A python repository to accompany:
Hudson, D., Lubbock, A., Basham, M. and Koohy, H., "A comparison of clustering models for inference of T cell receptor antigen specificity", preprint on BioArxiv (2023). Available at https://doi.org/10.1101/2023.08.04.551940.
To install this repository, first clone from Github:
git clone https://github.com/hudsondan/tcr-scapes.git
To install, please create a new conda environment from the .yml file provided:
conda env create -f clustox_conda.yml
conda activate clustox_conda
Assumes that the user has created and activated a conda virtual environment Please see https://github.com/phbradley/conga for more details
pip install scanpy louvain
git clone https://github.com/phbradley/conga.git && cd conga/tcrdist_cpp && make && cd ..
pip install -e .
conda install seaborn scikit-learn statsmodels numba pytables
conda install -c conda-forge python-igraph leidenalg louvain notebook
cd ..
This system has been tested on macOS Monterey and linux-arm64
To run the benchmarking analysis with default parameters from within an acitvated environment and save the outputs to a timestamped file in the results folder
python run.py
To run the programme with a single model , for example with a Hamming distance model
python run.py -m hamming -s True
To amend the input data, chain selection, models, or any other parameters, see the model help documentation
python run.py --help
Input data should be formatted similarly to data/vdjdb.csv, the minimum requirements are cdr3, v and j gene codes (formatted as cdr.x, v.x, j.x where x= alpha or beta), pairing (alpha, beta or paired) and epitope columns
Plotting and statistical analyses can be found in results_publication/stats/stats_plots.Rmd This file references the results produced for the accompanying publication, which can be found in results/publication CDR3 amino acid motif production can be accessed in make_motifs.py.

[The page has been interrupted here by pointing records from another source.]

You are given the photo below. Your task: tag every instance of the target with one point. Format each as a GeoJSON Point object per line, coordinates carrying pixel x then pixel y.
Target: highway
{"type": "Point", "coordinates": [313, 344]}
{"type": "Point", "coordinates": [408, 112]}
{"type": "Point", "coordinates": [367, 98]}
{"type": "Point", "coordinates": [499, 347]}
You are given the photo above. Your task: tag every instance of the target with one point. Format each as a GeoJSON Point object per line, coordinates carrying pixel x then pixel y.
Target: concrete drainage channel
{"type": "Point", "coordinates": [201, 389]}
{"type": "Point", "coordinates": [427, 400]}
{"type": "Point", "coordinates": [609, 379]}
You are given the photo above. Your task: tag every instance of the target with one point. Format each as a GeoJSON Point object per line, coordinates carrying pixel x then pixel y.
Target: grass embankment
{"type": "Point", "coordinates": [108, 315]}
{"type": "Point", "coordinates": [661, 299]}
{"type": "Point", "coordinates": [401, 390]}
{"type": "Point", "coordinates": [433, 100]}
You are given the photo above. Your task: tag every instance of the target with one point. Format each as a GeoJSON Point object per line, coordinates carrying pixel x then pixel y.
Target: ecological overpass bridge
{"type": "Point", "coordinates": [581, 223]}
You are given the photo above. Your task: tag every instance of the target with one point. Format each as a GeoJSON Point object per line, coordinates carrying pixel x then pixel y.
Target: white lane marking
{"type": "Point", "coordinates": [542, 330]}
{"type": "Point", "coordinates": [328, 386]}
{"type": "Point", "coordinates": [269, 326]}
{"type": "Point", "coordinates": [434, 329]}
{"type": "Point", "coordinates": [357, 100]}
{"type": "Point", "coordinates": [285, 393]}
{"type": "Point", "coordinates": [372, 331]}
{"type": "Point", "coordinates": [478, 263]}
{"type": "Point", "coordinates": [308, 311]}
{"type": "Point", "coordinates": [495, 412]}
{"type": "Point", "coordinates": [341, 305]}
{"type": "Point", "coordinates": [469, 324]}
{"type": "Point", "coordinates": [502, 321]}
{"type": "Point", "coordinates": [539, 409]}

This will require prior installation of MUSCLE https://www.drive5.com/muscle/manual/install.html NB: you may need to change the MUSCLE executable within make_motifs.py by uncommenting the relevant line (#30/#31)
Many of the model implementations in this framework have been adapted from https://github.com/svalkiers/clusTCR. The package also makes of a C++ implementation of tcrdist from https://github.com/phbradley/conga.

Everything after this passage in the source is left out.